Он моргал чаще обычного. Внешне он успокоился, но говорил с упреком:
— Что с тобой происходит? Как прикажешь тебя понимать, когда ты заявляешь, что старики не веруют, что они не хотят выслушивать послания, которые я им пишу? Кто ты такой, чтобы говорить подобные вещи? Разве ты обладаешь телепатическим даром? Умеешь читать их мысли? Откуда ты знаешь? Побойся Бога, Танкредо, ведь я их исповедую. — Он отпил кофе. Перевел дух. И не сдержал улыбки: — И потом, все важное, что ты хочешь сказать, ты должен говорить на латыни. Для чего же, по-твоему, мы учили латынь? Иначе мы не будем тебя слушать.
Падре провел рукой по лицу — что-то явно его беспокоило.
— Ну ладно, — сказал он со вздохом. — Поговорим об этом завтра. Мне кажется, тебе пора исповедаться. Сегодня ты исполняешь обязанности служки. Скоро приедет падре Фицжеральд. Он заменит меня во время мессы, а ты ему поможешь. Только сегодня.
Дьякон внимательно следил за словами падре, повернув в сторону Альмиды правое ухо, даже приставив к нему ковшиком руку, морщинистую и дрожащую.
— Ни при каких обстоятельствах нельзя отказаться от чести прислуживать на мессе, — сказал он, обращаясь, конечно, не к Танкредо.
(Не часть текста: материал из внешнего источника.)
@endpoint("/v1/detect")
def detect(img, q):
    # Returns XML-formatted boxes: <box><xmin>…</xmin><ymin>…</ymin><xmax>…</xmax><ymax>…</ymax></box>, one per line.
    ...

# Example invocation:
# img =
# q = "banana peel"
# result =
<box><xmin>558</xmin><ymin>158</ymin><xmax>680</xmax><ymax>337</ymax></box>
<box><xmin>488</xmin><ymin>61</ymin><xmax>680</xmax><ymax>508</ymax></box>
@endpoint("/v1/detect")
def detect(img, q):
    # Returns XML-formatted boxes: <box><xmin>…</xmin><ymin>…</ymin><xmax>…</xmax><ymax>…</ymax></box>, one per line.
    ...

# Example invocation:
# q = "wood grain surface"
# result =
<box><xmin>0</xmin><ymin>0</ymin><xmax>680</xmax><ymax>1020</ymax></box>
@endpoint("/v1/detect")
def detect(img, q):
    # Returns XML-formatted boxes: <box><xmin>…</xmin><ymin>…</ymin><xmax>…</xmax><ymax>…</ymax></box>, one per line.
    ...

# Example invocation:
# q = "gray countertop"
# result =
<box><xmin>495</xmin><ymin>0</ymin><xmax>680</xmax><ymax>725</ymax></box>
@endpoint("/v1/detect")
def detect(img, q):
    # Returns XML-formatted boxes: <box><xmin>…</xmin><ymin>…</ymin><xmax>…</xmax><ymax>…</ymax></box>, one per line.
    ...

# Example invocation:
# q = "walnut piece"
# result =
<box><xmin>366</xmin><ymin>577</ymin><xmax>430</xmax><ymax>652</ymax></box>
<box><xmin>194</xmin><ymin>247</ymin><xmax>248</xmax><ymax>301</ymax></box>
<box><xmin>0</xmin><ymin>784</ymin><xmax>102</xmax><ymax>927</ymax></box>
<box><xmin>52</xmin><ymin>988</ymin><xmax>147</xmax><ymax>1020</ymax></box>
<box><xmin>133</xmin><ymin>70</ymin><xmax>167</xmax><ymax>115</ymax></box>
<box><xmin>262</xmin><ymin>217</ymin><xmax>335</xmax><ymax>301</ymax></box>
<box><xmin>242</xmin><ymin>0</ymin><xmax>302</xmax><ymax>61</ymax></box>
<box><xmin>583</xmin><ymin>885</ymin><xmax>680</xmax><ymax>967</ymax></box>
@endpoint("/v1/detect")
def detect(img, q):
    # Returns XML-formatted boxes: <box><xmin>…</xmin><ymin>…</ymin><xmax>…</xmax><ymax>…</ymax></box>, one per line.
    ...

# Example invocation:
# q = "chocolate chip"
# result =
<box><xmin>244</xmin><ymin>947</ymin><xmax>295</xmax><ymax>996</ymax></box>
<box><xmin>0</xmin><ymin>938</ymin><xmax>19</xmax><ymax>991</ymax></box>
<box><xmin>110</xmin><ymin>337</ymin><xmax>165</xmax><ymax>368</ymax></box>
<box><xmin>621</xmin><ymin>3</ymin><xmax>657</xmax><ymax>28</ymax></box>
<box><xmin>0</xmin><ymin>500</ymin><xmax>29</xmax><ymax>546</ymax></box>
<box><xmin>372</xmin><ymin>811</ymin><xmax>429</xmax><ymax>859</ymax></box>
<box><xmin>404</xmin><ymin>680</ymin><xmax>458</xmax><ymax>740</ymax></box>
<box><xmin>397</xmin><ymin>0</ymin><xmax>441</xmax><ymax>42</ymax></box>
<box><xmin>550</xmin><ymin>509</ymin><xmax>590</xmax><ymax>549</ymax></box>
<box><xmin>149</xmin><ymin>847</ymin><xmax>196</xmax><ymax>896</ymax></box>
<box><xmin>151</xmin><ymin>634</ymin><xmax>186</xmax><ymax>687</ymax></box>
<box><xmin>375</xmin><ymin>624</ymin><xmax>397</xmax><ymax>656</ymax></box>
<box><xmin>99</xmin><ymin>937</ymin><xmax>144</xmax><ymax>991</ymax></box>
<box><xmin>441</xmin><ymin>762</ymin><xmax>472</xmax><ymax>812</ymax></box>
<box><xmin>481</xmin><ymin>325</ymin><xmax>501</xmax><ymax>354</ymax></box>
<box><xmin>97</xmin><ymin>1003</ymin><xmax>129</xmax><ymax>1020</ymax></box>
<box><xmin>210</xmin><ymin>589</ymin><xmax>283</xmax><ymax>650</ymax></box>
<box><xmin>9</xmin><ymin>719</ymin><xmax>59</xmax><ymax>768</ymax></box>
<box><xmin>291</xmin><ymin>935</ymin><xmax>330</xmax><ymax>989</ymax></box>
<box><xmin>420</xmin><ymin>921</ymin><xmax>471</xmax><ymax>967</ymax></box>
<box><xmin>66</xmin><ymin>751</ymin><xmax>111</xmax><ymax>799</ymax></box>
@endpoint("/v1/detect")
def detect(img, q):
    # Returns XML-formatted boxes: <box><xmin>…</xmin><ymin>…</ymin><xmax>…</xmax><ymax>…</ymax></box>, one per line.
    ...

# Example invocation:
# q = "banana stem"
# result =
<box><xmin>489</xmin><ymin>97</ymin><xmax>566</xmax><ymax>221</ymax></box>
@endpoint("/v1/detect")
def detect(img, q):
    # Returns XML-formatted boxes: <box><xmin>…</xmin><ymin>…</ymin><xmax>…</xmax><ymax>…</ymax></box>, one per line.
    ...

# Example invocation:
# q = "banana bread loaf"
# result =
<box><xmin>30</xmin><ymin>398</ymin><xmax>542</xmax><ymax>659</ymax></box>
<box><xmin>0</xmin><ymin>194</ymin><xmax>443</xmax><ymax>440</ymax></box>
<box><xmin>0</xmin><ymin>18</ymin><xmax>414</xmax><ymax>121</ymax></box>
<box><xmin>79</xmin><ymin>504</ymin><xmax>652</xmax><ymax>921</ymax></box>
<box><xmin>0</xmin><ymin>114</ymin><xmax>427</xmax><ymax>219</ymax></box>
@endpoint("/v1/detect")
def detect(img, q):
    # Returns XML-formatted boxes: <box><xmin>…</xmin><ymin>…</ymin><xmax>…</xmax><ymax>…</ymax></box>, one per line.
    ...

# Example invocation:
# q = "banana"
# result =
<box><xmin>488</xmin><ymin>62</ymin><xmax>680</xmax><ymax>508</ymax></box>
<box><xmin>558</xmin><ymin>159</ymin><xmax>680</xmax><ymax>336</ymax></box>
Сказал со злобой, едкой, еле сдерживаемой злобой.
— Он и не отказывается, — ответил падре.
Сабина встала и подлила Мачадо кофе. Руки ее не слушались. Танкредо показалось, что она вот-вот прольет кофе. Наверно, до нее только, сейчас дошло, что Альмида и Мачадо уедут Бог весть на сколько, и они останутся одни сразу после мессы, потому что Танкредо будет сегодня прислуживать, чего не делал уже очень давно — с того пасхального воскресенья, когда ему исполнилось пятнадцать лет. Впервые за долгое время они останутся одни, и Сабина очень разволновалась. Покрасневшая, опрометчиво оживленная, она подлила всем кофе и порхнула на место, словно в легком прыжке, — казалось, в душе она смеется от радости.
— Я вовсе не против, — сказал Танкредо, тоже не глядя на дьякона. — И хорошо помню все действия.
— Еще бы не помнить, — воскликнул дьякон, по-прежнему обращаясь к падре. — Если, конечно, ты не полный идиот.